220303 Discrimination in healthcare reported by transgender persons in Virginia: Results from a statewide needs assessment survey

Tuesday, November 9, 2010

Sari L. Reisner, MA , The Fenway Institute, Fenway Health and Harvard School of Public Heatlh, Boston, MA
Judith B. Bradford, PhD , Community Health Research, Virginia Commonwealth University, Richmond, VA
Background: Transgender persons are a highly stigmatized and understudied population. Little research to date has examined experiences of discrimination in healthcare settings among transgender persons, especially populations in the southern U.S. Methods: The Virginia Transgender Health Initiative Study (THIS) enrolled 350 transgender persons (229 male-to-female, 121 female-to-male) in a statewide needs assessment in 2005-2006 funded by the Virginia DPH. Participants completed a one-time survey capturing demographics, experiences of discrimination in healthcare, and health outcomes. Regression analyses examined predictors of self-reported discrimination in healthcare settings. Results: Overall, 24% of the sample reported ever experiencing discrimination by a doctor or other healthcare provider due to transgender status or gender expression. Factors significantly associated with experiencing discrimination by a healthcare provider were: family “not at all” or “not very” supportive of gender expression (OR=1.79; 95% CI=1.07-3.00; p=0.03), history of forced or unwanted sex (OR=2.95; 95% CI=1.41-6.15; p=0.004) and physical attack (OR=2.78; 95% CI=1.58-4.88; p<0.001) specifically due to gender identity or expression, and substance use, particularly use of stimulants (OR=1.85; 95% CI=1.12-3.05; p=0.02) and alcohol (OR=1.73; 95% CI=1.01-3.00; p=0.05). Conclusion: Discrimination in healthcare settings was associated with an array of complex health-related co-morbidities among transgender persons in this sample, including lack of family support, gender-based violence, and substance use. Provider training is warranted to ensure culturally competent care and interventions are urgently needed—at the structural-, community-, and individual-level—that address the healthcare needs of transgender populations, particularly in the context of cumulative stressors and experiences of discrimination across the life course.

Learning Areas:
Advocacy for health and health education
Planning of health education strategies, interventions, and programs
Social and behavioral sciences

Learning Objectives:
Describe experiences of transgender-related discrimination in healthcare among a sample of 350 transgender Virginians; discuss the implications of discrimination for transgender health across the life course.

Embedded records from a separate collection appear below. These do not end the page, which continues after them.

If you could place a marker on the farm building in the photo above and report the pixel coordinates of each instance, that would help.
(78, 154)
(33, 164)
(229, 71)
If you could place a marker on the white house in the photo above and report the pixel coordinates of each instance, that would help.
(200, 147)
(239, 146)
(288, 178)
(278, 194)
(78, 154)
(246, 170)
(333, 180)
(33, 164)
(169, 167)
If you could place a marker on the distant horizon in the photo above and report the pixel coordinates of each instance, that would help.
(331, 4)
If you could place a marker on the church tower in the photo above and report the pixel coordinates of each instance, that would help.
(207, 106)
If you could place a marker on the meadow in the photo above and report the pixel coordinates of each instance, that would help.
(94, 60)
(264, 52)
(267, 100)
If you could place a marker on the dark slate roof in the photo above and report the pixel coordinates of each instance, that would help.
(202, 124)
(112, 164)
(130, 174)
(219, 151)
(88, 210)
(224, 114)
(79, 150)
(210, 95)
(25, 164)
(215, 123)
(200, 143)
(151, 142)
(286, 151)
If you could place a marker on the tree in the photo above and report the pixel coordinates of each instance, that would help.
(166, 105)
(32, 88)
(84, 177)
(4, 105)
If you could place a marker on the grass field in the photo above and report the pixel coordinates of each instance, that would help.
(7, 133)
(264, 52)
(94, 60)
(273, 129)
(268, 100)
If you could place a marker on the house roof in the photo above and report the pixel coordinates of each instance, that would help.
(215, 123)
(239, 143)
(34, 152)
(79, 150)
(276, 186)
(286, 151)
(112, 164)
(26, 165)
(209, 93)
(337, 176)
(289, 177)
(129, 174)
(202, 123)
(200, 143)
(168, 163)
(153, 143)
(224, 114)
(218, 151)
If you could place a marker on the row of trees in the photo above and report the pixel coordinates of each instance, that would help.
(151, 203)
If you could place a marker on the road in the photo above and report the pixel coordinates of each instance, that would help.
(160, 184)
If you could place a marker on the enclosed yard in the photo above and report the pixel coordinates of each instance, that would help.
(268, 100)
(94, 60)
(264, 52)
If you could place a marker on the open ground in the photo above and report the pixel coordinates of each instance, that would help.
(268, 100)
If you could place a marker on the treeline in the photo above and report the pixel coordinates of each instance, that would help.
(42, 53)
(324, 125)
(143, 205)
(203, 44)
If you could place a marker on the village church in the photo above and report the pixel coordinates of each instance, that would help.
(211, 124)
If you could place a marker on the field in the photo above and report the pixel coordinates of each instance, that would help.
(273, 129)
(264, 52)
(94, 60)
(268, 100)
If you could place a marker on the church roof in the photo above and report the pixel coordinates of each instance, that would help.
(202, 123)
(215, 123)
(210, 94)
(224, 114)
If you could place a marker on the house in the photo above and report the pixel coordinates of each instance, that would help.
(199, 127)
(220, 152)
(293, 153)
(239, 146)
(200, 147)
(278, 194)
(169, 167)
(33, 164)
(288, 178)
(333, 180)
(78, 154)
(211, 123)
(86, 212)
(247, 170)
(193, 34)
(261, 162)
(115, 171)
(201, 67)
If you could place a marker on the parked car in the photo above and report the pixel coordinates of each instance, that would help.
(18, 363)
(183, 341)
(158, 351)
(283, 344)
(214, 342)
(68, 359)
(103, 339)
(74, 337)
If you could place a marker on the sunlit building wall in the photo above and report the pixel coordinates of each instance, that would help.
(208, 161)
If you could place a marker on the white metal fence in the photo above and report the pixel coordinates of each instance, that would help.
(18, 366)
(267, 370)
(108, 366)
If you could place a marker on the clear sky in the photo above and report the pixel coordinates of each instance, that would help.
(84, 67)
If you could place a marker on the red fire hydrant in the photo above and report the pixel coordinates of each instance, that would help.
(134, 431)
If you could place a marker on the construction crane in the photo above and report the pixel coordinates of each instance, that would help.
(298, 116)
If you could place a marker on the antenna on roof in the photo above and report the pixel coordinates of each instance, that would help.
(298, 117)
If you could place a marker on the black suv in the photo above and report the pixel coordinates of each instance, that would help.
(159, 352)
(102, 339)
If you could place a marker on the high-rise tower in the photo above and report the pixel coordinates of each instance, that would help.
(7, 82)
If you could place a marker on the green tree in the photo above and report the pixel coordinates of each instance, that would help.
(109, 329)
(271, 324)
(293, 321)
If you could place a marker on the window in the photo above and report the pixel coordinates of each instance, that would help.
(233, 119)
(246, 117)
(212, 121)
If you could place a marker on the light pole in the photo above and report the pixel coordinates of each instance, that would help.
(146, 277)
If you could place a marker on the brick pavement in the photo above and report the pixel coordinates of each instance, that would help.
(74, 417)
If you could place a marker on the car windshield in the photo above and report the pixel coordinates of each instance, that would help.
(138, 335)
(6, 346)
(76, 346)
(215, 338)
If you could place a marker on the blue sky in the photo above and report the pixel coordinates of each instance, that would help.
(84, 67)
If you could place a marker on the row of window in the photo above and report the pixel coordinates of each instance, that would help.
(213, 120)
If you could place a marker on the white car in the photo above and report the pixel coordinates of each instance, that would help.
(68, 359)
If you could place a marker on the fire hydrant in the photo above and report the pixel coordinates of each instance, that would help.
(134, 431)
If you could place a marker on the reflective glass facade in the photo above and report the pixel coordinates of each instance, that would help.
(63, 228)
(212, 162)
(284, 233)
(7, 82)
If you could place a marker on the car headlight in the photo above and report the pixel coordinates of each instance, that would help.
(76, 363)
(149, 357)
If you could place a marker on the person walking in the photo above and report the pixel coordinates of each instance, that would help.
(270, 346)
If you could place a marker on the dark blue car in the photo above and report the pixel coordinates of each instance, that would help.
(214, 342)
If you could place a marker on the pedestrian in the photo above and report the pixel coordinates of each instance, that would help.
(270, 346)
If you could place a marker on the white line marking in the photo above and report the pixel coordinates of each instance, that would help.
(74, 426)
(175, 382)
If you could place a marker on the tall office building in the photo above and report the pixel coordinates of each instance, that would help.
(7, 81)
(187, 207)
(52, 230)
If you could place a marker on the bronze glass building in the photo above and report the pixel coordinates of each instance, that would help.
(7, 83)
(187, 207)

Keywords: Health Disparities, Health Care

Presenting author's disclosure statement:

Qualified on the content I am responsible for because: Sari Reisner is the Epidemiology Projects Manager at The Fenway Institute, Fenway Health in Boston, Massachusetts. He has more than 8 years of experience coordinating and managing public health projects, including 3 years of professional grant writing experience and 5 years of experience managing research projects focused on the social and behavioral determinants of health. Reisner’s behavioral science research interests focus on the intersection of mental and physical health, including substance abuse intervention development, health psychology and behavioral medicine within the context of serious illness (HIV/AIDS and cancer), and the social epidemiology of mental illness and substance abuse in marginalized populations, in particular among gay, lesbian, bisexual, and transgender populations. He has co-authored more than 20 peer-reviewed journal articles (either published or in press), and has presented his work at both national and international scientific conferences, including the Annual Meeting of the Society of Behavioral Medicine, the American Public Health Association Annual Meeting, and the International AIDS Conference. In addition, he currently serves as a reviewer for Journal of Urban Health, AIDS Care, AIDS and Behavior, Traumatology, and JANAC, and is an editorial consultant for the American College of Physicians, Physicians Information and Education Resource (PIER). Reisner is a full-time Doctoral student at Harvard School of Public Health in the Department of Society, Human Development, and Health. He earned a Master’s degree from Brandeis University and a Bachelor’s degree from Georgetown University.
Any relevant financial relationships? No

I agree to comply with the American Public Health Association Conflict of Interest and Commercial Support Guidelines, and to disclose to the participants any off-label or experimental uses of a commercial product or service discussed in my presentation.